CAPE CANAVERAL, Fla. (WHNT) – Repairs are almost complete on the Space Launch System (SLS) rocket that will be used for NASA’s first Artemis mission and a new test date has been set.
The Artemis I rocket was moved from Launch Pad 39B back to the Vehicle Assembly Building (VAB) on April 25 after three failed wet dress rehearsal tests designed to put the rocket through a mock launch, without actually launching the rocket.
The problems discovered during those attempts have since been fixed and the SLS is ready to head back out to the launch pad. The new wet dress rehearsal test is set to start with rolling the rocket from the VAB to the launch pad starting at midnight on June 6.
An upper stage helium check valve was tested and replaced and a small bit of rubber debris was discovered to be the cause of the problem. Crews also fixed a small leak within the tail service mast umbilical ground plate housing on the Mobile Launcher. The software involved with fueling the core stage was also updated.

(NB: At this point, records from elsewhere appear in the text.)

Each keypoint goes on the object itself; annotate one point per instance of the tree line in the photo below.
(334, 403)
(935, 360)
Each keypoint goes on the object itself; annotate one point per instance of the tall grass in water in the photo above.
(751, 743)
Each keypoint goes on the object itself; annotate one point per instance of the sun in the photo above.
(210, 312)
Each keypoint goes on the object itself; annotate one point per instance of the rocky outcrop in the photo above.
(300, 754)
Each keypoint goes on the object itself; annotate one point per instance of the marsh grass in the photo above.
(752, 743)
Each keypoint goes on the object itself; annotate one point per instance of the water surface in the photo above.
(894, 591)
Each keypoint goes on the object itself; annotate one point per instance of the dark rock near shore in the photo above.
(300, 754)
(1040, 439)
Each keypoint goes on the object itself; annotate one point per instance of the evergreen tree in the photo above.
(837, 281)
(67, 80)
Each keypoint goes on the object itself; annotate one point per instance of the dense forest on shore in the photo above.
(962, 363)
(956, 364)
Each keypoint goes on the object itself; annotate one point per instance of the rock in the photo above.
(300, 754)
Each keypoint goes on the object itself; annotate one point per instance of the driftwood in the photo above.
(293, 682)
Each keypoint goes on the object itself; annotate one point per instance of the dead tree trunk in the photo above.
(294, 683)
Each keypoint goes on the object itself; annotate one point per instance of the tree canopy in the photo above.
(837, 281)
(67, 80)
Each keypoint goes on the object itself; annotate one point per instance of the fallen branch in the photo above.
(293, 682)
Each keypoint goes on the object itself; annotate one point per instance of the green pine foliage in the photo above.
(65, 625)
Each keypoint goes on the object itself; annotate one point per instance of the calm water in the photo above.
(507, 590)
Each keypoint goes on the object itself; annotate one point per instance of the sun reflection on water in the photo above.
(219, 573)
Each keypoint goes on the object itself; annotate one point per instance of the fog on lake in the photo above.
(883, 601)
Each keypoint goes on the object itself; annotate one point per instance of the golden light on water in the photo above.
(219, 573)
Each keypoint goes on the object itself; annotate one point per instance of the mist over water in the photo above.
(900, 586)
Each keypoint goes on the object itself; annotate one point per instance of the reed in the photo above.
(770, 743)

Upgrades were also finished at the facility that provides gaseous nitrogen for all of the launch operations at the Kennedy Space Flight Center.
While the SLS was in the VAB, crews also moved ahead with work that was originally scheduled to be completed after wet dress rehearsal. Some of the forward work included opening the Orion crew module hatch to install some of the payloads for the Artemis I mission and replacing some ground systems panels with flight panels.
After the rocket completes the 4.2-mile journey to the launch pad it will take about two weeks to prepare the rocket and ground launch systems for the wet dress rehearsal. The test is set to start on June 19.